Tuning FileNet Content Manager components using automatic horizontal scaling

You can scale up or scale down the number of pods in a Content Platform Engine deployment by using the auto-scaling feature.

The operator supports a feature called automatic scaling, or auto-scaling. With this feature, the Content Platform Engine deployment can increase or decrease the number of deployed pods based on the workload resource requirements. When the Content Platform Engine deployment has a resource-intensive workload and the deployed pods already have a high CPU utilization, more pods are deployed up to the maximum set limit.
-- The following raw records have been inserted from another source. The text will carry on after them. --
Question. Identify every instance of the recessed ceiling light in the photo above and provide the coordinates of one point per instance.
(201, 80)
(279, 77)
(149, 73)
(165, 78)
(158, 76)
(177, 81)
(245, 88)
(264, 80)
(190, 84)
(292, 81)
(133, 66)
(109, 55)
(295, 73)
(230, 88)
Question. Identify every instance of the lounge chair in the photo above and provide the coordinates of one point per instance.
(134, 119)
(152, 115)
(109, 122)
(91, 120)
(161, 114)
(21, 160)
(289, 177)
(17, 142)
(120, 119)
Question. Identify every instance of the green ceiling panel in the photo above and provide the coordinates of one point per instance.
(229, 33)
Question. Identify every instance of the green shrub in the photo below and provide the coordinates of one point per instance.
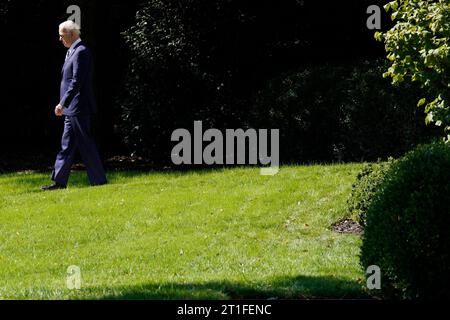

If the deployment has a lighter workload and the deployed pods have a low CPU utilization, the number of deployed pods are reduced to the minimum set limit.

Note that the workloads that are handled by a Content Platform Engine deployment generally work best with vertical scaling, where more resources are added to pods, rather than horizontal scaling, with more pods added.

To allow the Content Platform Engine to handle varying workloads, the Horizontal Pod Autoscaler (HPA) created by the operator increases and decreases the number of pods automatically.

Decreasing the number of pods must be done slowly to ensure that work being performed by a specific pod completes before the pod is shut down. As a part of the shutdown period, the front-end Kubernetes load balancer routes the incoming client requests automatically to a pod that is still active. Enqueued background and asynchronous work are assigned to Content Platform Engine servers or pods by the system.

If a pod stops and the workload that is handled by the pod is unable to complete before the pod terminates, the Content Platform Engine reassigns the workload to another pod. This might delay the time that the workload takes to complete. Additionally, loading the required data for the assigned work into the cache of the new pod might take some time. This might result in an undesirable impact on the performance of the Content Platform Engine deployment if pods are scaled down too quickly.

If auto_scaling is enabled for FileNet Content Manager components such as CPE, ICN, and GraphQL in the CR, the operator creates an HPA for that component. Parameters allow the specification of minimum and maximum replicas. You can define the desired target CPU utilization to evaluate the need for scaling up or scaling down. If auto_scaling is enabled, the replicas parameter is ignored and the HPA controls the number of replicas.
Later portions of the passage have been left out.